Alexander technique offers major back pain benefits
By Nigel Praities
Alexander technique provides significant benefit over usual care for patients with chronic low back pain, say the authors of the first long-term UK trial in the area.
In a landmark trial likely to be considered in NICE guidelines for back pain due for release next year, 24 sessions of Alexander technique resulted in a 86% reduction in days in pain and a 42% reduction in disability compared with usual care after one year.
The educational technique helps patients improve postural tone and muscular co-ordination and is currently not routinely funded by the NHS, but this study found compared with other interventions in nearly 600 patients with chronic back pain it was more effective than exercise or massage alone.
A combination of six sessions of Alexander technique and exercise was almost as effective as 24 sessions of Alexander technique, but adding exercise to 24 sessions of Alexander technique had no additional benefit.
Professor Paul Little, lead author and professor of primary care research, said his study showed Alexander technique was a low-cost alternative to currently available care and was also effective when combined with moderate exercise.
‘If I had chronic pain I would be something I would very seriously invest in. This is a big study and the patients have been followed long term, so it is pretty unlikely to be an aberrant finding.
‘GPs should consider recommending Alexander technique to their patients,' he said.
Professor Little, who is also a GP in Hampshire, said he was currently working on a cost-effectiveness analysis that he hoped would lead to a recommendation from NICE for Alexander technique, encouraging PCTs to fund the treatment on the NHS for patients with chronic back pain.

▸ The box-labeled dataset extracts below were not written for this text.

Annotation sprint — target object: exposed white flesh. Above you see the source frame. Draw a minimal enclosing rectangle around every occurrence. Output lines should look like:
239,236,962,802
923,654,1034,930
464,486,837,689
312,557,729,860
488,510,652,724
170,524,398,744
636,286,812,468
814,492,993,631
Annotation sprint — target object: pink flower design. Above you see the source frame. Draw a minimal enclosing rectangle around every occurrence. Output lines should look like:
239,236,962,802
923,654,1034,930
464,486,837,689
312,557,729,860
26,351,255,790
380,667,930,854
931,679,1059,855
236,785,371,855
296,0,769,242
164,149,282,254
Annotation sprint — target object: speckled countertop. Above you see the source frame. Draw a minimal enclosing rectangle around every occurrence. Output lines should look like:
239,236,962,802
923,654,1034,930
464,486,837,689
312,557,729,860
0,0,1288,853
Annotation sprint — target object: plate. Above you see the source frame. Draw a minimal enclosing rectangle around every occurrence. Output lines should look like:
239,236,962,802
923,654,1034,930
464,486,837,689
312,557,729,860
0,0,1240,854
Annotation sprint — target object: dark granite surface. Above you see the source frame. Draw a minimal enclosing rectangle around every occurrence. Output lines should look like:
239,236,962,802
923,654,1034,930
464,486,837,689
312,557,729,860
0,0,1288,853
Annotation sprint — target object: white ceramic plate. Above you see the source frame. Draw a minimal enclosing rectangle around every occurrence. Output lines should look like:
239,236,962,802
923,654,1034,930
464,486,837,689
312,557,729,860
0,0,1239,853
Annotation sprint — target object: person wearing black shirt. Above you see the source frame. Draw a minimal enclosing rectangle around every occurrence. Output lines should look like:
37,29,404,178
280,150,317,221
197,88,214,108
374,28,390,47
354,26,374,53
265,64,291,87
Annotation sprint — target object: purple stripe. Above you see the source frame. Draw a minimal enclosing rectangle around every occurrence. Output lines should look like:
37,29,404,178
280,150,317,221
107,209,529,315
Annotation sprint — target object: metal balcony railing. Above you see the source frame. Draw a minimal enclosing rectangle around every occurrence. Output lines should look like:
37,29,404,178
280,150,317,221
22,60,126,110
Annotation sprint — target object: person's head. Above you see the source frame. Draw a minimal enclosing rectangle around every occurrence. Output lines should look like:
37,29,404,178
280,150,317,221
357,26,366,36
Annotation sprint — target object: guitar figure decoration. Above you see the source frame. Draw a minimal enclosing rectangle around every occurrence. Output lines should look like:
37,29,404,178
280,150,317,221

Dr Graham Archard, a GP in Christchurch, Dorset, and an author of the book 'A Simple Guide to Back Pain' said the study should be considered by NICE, but warned against any rash conclusions on the back of one study.
‘I am very much in favour of any medication or treatment that alleviates symptoms, but I have had some of my patients who have found Alexander technique very beneficial, but others who have found it no good whatsoever.' he said.
The study is published early online in the British Medical Journal.